Zu diesem Zweck braucht die Schweiz eine Datenschutzgesetzgebung, die einen angemessenen Grundrechtsschutz gewährleistet, dem europäischen Datenschutzniveau entspricht und den Herausforderungen der Digitalisierung Rechnung trägt. Dies spricht für eine zügige Gesamtablösung des geltenden DSG, das aus dem Jahre 1993 stammt.»
Dem EDÖB gelang es nicht, die Kommission davon zu überzeugen, unverzüglich mit der Beratung der gesamten Revision zu beginnen:
Am [15. September 2017] hat der Bundesrat ein totalrevidiertes Gesetz vorgelegt, das der EDÖB […] in den Grundzügen unterstützt, weil es nach seiner Einschätzung die erwähnten Voraussetzungen erfüllt. Er hat sich in der Eintretensdebatte in der [Kommission vom 11. Januar 2018] vergeblich dafür ausgesprochen, unverzüglich mit der integralen Beratung der bundesrätlichen Vorlage zu beginnen und verbleibende Kritikpunkte im Rahmen der Detailberatung zu bereinigen.»
Auswirkungen auf Unternehmen in der Schweiz
Für Unternehmen und andere private Datenbearbeiter in der Schweiz sind die Verzögerungen voraussichtlich kein Nachteil:
Einerseits können sich Unternehmen auf die anspruchsvolle und aufwendige Umsetzung der Datenschutz-Grundverordnung (DSGVO) fokussieren.
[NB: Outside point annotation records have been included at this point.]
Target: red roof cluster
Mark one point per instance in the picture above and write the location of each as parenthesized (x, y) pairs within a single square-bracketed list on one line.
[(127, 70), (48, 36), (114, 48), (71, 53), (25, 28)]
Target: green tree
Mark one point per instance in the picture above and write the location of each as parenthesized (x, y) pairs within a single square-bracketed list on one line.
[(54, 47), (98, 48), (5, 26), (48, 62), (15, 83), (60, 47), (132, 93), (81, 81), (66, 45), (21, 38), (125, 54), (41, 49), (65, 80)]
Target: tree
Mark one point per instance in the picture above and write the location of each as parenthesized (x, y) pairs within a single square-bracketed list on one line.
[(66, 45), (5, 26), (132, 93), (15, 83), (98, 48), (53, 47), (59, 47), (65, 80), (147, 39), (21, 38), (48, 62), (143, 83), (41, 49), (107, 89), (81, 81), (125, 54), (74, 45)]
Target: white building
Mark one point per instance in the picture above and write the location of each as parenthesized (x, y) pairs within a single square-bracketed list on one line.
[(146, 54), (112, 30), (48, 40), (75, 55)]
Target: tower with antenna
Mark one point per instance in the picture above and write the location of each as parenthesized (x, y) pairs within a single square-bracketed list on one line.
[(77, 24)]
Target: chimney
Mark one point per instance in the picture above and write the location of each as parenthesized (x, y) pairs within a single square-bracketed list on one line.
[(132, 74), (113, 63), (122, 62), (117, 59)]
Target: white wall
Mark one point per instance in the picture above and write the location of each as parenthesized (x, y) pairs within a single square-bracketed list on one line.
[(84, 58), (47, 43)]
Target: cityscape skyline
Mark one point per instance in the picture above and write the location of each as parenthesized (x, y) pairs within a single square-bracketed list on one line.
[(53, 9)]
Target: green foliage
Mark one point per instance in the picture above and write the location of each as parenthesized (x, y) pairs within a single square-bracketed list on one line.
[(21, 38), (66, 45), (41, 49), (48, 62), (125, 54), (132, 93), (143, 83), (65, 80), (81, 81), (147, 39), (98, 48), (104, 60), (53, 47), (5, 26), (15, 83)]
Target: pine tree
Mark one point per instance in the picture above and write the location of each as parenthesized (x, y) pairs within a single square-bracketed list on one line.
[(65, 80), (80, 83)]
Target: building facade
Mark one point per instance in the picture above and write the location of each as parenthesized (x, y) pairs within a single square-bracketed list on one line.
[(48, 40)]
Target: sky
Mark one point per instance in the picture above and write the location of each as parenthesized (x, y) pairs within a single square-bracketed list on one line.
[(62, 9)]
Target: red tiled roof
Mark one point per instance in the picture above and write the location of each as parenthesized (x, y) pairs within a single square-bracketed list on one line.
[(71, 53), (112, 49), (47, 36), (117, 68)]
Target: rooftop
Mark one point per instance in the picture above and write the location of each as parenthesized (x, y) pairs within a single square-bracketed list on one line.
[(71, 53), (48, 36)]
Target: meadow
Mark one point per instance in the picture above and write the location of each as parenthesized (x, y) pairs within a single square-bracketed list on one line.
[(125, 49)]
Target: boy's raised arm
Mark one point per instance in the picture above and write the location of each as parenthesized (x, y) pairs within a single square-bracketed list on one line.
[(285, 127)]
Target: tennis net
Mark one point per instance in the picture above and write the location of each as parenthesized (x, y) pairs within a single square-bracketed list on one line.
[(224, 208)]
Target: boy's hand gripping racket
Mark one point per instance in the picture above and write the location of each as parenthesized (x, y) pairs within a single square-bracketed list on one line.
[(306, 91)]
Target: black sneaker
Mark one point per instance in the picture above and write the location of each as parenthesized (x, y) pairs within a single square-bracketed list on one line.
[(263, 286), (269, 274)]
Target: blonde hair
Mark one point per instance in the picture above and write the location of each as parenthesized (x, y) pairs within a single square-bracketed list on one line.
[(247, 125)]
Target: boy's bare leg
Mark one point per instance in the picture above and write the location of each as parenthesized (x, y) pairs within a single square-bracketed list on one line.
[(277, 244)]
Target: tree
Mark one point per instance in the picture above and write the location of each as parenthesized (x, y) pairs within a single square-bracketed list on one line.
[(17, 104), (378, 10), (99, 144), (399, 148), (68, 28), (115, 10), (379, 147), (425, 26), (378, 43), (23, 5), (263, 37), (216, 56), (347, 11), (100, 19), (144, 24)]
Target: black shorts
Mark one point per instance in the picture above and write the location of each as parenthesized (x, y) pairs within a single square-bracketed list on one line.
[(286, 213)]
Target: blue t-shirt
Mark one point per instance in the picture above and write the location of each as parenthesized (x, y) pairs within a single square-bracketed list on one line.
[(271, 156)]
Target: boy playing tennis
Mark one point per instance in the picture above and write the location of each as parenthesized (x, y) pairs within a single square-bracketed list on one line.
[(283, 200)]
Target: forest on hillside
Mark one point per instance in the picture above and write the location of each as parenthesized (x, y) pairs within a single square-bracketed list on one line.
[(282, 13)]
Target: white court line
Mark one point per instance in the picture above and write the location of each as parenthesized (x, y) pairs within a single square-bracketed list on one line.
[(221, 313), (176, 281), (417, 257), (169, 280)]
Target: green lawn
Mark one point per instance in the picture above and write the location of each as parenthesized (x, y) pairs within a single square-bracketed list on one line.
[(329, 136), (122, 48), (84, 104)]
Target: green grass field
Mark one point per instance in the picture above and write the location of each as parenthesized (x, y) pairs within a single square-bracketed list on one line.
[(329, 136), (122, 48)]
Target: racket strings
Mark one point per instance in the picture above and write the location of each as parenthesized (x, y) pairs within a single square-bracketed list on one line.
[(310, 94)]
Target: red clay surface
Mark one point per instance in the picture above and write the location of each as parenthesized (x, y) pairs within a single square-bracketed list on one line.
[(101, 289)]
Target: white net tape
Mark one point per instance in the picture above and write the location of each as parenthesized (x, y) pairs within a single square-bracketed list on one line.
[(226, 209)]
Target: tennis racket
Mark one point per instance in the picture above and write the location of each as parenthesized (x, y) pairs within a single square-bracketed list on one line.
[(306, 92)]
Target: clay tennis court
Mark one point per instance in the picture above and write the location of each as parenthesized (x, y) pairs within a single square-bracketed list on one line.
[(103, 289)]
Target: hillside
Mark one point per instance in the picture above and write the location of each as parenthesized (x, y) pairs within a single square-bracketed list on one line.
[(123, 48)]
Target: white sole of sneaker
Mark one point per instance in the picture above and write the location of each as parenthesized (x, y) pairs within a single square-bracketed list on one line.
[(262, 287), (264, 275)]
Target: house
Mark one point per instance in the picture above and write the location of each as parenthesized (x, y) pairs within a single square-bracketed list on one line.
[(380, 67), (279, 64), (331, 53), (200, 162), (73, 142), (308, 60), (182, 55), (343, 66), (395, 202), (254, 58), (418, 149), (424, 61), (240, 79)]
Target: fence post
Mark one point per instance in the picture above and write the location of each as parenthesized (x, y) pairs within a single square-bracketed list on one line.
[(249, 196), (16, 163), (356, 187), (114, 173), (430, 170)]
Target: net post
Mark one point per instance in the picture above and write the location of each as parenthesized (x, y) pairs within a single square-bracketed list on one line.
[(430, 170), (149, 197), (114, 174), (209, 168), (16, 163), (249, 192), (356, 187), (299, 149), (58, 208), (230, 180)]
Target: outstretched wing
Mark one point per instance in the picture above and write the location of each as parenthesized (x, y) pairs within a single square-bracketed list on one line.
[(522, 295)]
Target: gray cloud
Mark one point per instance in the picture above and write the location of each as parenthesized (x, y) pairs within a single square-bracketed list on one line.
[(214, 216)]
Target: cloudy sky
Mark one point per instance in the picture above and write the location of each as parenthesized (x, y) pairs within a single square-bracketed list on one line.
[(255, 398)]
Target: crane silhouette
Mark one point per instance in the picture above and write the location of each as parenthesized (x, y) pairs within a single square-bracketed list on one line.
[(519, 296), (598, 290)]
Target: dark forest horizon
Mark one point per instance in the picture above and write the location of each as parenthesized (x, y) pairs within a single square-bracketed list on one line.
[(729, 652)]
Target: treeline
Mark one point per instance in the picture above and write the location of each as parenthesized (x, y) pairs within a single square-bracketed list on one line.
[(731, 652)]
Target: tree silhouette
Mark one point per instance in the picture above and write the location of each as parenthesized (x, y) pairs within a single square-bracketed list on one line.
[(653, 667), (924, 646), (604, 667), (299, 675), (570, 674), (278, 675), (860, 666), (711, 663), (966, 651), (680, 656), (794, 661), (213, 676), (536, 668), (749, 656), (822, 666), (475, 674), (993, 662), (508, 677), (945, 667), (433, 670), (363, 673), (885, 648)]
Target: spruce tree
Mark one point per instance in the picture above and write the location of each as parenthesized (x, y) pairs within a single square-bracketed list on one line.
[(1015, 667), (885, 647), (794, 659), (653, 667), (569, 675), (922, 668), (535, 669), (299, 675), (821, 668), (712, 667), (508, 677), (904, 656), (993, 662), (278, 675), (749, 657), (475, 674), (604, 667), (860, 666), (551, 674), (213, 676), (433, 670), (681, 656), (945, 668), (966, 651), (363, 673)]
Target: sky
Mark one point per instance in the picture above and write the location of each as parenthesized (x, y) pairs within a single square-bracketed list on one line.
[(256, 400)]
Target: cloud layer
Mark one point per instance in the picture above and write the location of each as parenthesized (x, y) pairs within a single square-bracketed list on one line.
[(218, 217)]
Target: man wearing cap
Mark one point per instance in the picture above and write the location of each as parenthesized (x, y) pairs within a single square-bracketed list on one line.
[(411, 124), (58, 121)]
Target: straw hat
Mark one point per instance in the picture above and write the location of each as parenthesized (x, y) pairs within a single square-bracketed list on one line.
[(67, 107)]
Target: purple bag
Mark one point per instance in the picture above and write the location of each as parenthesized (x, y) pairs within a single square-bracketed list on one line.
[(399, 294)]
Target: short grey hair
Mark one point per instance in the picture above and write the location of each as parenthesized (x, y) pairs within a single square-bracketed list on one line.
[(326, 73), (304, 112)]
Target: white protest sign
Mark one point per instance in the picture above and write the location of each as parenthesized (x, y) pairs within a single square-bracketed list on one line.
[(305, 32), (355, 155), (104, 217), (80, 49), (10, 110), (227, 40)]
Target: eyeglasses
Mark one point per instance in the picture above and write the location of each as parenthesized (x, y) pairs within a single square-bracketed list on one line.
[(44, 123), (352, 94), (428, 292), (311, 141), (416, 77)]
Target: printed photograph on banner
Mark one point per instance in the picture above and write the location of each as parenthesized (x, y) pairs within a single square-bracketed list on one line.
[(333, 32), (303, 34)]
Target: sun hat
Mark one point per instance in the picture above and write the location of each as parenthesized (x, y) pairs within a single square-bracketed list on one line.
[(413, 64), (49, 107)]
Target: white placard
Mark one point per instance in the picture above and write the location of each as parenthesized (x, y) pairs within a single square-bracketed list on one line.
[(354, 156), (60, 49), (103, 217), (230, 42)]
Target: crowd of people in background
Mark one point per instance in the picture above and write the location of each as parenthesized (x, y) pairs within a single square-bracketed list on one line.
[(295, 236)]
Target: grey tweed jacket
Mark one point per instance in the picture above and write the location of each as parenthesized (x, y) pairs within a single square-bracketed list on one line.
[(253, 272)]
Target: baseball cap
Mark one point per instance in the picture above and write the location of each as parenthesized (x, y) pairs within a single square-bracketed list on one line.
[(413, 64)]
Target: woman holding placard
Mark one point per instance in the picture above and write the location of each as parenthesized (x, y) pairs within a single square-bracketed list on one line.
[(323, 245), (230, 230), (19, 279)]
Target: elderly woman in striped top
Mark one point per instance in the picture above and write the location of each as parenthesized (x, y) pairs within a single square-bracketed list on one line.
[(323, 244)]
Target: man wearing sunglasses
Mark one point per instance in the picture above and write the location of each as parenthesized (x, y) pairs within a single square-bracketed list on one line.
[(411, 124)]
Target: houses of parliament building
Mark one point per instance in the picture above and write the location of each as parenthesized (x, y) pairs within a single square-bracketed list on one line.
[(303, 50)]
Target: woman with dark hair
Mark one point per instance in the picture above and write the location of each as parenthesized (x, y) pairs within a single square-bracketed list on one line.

Unternehmen, welche die DSGVO umsetzen, werden auch für das revidierte Datenschutzgesetz in der Schweiz vorbereitet sein. Andererseits können erste – erfreuliche und unerfreuliche – praktische Erfahrungen mit der DSGVO in die Beratungen in den Kommissionen und im Parlament einfliessen.
Allerdings müssen Unternehmen in der Schweiz darauf hoffen, dass die EU in Form der Europäischen Kommission den schweizerischen Datenschutz weiterhin als angemessen beurteilt, auch wenn das Datenschutzgesetz noch nicht revidiert wurde:
Die EU könnte den Angemessenheitsbeschluss als weiteres Druckmittel gegen die Schweiz im Streit um ein «Rahmenabkommen» und die Übernahme von weiterem EU-Recht einsetzen. Ohne Angemessenheitsbeschluss müssten Unternehmen in der Schweiz erheblich mehr Aufwand für die rechtmässige Bearbeitung von EU-Personendaten betreiben.
Für Unternehmen in der Schweiz, welche die DSGVO nicht umsetzen müssen, bedeuten die Verzögerungen, dass sie vorläufig keinem verschärften Datenschutzrecht unterliegen.